Longest Palindromic Substring medium

Problem Statement

Given a string s, find the longest palindromic substring in s.

Example 1

Input: s = "babad" Output: "bab" Explanation: "aba" is also a valid answer.

Example 2

Input: s = "cbbd" Output: "bb"

Steps

The solution uses a dynamic programming approach. We'll create a table dp where dp[i][j] is true if the substring s[i...j] is a palindrome, and false otherwise. We'll build this table iteratively, starting with substrings of length 1, then length 2, and so on.

1. Initialization: All single characters are palindromes (length 1 substrings). Also, all two-character substrings that are the same are palindromes (length 2 substrings).

2. Iteration: For substrings of length 3 and greater, s[i...j] is a palindrome if and only if s[i] == s[j] and s[i+1...j-1] is also a palindrome (which we'll already know from previous calculations).

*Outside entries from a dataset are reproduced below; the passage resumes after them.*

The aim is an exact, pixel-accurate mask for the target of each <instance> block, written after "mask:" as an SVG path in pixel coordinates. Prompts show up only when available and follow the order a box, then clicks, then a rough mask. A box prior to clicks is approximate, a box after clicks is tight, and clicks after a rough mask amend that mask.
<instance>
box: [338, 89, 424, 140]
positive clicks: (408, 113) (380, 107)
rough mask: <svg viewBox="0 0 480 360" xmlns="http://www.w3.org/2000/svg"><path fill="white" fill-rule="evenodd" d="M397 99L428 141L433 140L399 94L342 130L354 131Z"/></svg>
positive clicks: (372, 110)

3. Tracking the Longest Palindrome: While building the dp table, we'll keep track of the start and end indices of the longest palindrome found so far.

Explanation

The dynamic programming approach efficiently avoids redundant calculations. Once we determine if a substring is a palindrome, we don't need to re-check it later. The table dp stores the results of these subproblems, allowing us to build up the solution efficiently. The time complexity is O(n^2) because we iterate through all possible substrings. The space complexity is also O(n^2) due to the dp table.

Code

#include <string>
#include <algorithm>

class Solution {
public:
    std::string longestPalindrome(std::string s) {
        int n = s.length();
        if (n < 2) return s; // Handle base cases

        bool dp[n][n]; // dp[i][j] is true if s[i...j] is a palindrome
        int start = 0;
        int maxLength = 1;


        // Initialize for substrings of length 1
        for (int i = 0; i < n; ++i) {
            dp[i][i] = true;
        }

        //Check for substrings of length 2
        for (int i = 0; i < n - 1; ++i) {
            if (s[i] == s[i + 1]) {
                dp[i][i + 1] = true;
                start = i;
                maxLength = 2;
            } else {
                dp[i][i+1] = false;
            }
        }

        //Check for substrings of length 3 or greater
        for (int len = 3; len <= n; ++len) {
            for (int i = 0; i < n - len + 1; ++i) {
                int j = i + len - 1;
                if (s[i] == s[j] && dp[i + 1][j - 1]) {
                    dp[i][j] = true;
                    if (len > maxLength) {
                        start = i;
                        maxLength = len;
                    }
                } else {
                    dp[i][j] = false;
                }
            }
        }

        return s.substr(start, maxLength);
    }
};

Complexity

• Time Complexity: O(n^2), where n is the length of the string. This is due to the nested loops in the dynamic programming approach.
• Space Complexity: O(n^2), where n is the length of the string. This is due to the dp table used for dynamic programming. The space could be optimized to O(n) if we only store the previous row of the DP table. However, the given solution prioritizes readability and clarity.